Booting the Lame from the Rock and Roll Hall of Fame

Boston Herald music writer Jed Gottlieb wants to take a broom to the Rock and Roll Hall of Fame to clean out the "pretenders." Here's his new criteria:
1. You have to rock. If Janis Joplin, Bon Scott or Joe Strummer wouldn’t have toasted your tunes with a pint, you’re out.

2. You have to blow minds. The Beatles and Hendrix switched the world from black and white to color. Well, you gotta do that. Or at least come close.

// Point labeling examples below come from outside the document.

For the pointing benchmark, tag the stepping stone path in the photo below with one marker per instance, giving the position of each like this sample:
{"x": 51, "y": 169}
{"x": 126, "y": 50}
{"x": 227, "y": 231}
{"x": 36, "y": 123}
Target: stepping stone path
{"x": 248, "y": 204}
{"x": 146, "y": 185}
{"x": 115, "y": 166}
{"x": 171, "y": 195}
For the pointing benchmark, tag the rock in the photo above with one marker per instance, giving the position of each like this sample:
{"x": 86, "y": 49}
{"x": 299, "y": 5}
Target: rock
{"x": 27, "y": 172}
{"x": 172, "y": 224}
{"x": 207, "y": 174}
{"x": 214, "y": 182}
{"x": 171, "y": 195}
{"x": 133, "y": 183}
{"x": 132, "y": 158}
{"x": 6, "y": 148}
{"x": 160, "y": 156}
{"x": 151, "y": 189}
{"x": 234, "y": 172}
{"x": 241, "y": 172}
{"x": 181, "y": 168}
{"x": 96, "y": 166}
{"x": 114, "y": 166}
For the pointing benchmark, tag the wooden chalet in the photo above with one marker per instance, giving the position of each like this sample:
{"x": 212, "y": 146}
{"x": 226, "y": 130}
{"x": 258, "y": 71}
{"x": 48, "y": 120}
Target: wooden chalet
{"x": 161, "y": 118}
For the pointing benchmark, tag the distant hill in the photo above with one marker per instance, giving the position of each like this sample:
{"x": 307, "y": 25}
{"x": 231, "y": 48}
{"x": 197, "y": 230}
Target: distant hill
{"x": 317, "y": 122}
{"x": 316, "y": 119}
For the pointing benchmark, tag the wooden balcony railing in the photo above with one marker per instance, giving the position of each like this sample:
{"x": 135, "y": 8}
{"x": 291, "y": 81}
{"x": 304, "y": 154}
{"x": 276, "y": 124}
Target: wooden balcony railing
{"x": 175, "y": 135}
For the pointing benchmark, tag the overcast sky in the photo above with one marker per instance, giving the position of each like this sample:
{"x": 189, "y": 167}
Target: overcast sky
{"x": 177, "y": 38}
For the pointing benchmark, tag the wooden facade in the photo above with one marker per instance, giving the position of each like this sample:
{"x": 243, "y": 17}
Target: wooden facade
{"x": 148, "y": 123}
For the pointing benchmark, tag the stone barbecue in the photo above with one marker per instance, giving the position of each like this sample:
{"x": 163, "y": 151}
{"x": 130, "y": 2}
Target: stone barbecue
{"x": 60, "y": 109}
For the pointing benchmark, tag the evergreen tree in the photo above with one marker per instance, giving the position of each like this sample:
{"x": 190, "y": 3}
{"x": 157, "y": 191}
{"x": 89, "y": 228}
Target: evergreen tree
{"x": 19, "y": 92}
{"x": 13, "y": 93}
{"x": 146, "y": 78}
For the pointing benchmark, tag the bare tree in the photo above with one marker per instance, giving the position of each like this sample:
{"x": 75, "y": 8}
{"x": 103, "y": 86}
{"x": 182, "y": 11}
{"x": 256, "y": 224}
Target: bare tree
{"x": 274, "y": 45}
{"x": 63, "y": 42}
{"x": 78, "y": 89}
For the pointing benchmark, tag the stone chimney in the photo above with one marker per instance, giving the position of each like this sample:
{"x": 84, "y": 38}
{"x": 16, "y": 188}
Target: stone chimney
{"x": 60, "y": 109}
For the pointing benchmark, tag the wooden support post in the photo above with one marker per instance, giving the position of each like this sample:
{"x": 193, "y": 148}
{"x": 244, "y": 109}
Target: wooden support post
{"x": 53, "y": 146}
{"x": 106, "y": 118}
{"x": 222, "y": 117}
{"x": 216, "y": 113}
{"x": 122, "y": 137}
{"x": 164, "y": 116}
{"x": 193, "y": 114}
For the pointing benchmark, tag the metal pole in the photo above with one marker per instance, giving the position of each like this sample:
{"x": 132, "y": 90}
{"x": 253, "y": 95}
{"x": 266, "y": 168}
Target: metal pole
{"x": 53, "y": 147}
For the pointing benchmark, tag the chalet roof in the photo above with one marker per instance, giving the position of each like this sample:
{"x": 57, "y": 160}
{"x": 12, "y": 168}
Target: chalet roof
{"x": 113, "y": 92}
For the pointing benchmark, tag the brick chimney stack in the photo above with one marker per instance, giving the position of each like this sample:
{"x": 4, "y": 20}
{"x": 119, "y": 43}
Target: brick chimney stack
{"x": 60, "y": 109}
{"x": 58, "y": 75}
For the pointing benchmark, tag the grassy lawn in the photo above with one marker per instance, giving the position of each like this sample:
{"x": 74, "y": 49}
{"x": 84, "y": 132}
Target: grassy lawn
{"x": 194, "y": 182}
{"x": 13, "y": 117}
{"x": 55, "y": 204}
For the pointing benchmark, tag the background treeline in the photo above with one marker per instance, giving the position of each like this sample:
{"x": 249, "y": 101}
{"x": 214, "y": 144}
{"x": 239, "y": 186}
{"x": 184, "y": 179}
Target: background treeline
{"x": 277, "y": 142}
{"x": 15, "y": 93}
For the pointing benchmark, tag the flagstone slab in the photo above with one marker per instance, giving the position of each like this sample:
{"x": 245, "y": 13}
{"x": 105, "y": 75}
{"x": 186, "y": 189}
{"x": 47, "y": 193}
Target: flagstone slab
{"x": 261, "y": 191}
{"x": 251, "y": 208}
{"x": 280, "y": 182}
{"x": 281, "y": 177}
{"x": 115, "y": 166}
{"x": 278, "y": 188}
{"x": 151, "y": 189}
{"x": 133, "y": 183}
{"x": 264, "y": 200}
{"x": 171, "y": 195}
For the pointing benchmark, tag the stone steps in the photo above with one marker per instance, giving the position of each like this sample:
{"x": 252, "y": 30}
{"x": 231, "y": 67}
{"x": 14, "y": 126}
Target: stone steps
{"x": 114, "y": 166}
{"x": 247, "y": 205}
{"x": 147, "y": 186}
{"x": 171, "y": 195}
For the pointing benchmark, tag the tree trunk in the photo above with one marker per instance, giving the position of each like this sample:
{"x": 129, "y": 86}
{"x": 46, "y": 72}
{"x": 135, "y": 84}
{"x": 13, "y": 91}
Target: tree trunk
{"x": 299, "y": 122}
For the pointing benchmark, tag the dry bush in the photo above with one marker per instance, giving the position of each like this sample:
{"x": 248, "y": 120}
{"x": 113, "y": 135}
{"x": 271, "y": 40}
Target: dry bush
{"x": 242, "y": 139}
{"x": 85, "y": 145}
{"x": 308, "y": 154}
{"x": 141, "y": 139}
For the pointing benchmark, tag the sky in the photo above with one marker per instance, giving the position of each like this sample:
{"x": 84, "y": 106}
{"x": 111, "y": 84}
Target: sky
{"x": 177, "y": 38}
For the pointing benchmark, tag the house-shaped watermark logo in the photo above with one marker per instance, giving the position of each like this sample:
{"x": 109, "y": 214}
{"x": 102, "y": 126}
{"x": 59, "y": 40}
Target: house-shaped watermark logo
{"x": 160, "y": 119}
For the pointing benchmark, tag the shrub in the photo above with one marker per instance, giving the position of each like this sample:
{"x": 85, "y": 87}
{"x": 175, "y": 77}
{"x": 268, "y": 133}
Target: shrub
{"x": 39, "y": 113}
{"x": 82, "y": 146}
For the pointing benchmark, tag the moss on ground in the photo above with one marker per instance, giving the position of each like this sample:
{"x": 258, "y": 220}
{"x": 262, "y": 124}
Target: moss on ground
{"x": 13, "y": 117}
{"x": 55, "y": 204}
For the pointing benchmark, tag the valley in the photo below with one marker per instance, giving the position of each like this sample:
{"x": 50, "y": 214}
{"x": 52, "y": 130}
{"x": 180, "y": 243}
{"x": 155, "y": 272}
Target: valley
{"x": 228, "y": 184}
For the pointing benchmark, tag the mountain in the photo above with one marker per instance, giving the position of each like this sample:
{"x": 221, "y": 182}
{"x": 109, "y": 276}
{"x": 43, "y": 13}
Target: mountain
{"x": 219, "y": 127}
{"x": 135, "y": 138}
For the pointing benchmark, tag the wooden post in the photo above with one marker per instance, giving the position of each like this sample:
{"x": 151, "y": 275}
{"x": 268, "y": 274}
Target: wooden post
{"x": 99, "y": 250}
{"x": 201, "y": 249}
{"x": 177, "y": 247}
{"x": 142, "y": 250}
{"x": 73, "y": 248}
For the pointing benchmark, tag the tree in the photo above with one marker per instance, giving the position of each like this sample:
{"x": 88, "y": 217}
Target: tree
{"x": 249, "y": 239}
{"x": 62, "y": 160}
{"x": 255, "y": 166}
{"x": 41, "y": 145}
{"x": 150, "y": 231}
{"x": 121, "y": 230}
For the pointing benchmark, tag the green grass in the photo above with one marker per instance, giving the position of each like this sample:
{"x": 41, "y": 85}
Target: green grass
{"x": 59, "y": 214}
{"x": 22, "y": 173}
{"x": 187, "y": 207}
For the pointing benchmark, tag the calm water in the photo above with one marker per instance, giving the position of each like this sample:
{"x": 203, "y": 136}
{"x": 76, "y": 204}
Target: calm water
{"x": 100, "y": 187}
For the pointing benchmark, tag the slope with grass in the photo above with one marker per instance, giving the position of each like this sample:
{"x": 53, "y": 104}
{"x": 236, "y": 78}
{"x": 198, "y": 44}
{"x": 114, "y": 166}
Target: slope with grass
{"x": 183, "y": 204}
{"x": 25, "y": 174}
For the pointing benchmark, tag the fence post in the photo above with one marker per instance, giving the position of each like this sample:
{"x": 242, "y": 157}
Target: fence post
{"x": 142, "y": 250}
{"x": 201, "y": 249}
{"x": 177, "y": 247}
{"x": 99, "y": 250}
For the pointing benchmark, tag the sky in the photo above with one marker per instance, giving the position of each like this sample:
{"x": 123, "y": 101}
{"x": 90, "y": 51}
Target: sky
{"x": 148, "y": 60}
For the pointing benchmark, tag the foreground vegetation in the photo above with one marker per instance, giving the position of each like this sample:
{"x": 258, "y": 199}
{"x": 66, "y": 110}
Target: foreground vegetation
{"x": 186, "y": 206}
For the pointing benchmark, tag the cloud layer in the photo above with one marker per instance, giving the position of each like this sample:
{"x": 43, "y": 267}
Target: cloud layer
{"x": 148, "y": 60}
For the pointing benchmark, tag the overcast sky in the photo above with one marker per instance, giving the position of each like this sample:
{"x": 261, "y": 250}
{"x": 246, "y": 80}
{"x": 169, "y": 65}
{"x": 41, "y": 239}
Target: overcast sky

3. You have to have done at least one thing that categorically qualifies as rock ’n’ roll: lighting your guitar on fire, getting busy with your 14-year-old cousin or writing a letter to the Hall of Fame calling it a, um, urine stain after being inducted (as the Sex Pistols did) all qualify.

Gottlieb wants no part of Madonna, Leonard Cohen, The Lovin' Spoonful, The Eagles, The Bee Gees, Miles Davis, James Taylor, Jackson Browne, or John Mellencamp. In their place he wants to honor many of the popular snubbed artists: Beastie Boys, Lou Reed, The Cars, The Stooges, KISS, and The Cure. Check out the full column here.

Hidden Track also comes up with a list of 10 bands they want to see inducted: Tom Waits, The Cure, Genesis, Rush, Willie Nelson, The Stooges, KISS, Metallica, Sonic Youth, and Alice Cooper. Videos, career highlights and ten more names at Glide Magazine.

The Rock and Roll Hall of Fame Nominating Committee could do a lot worse than start with the names from these two lists when they're putting the ballot together for 2009.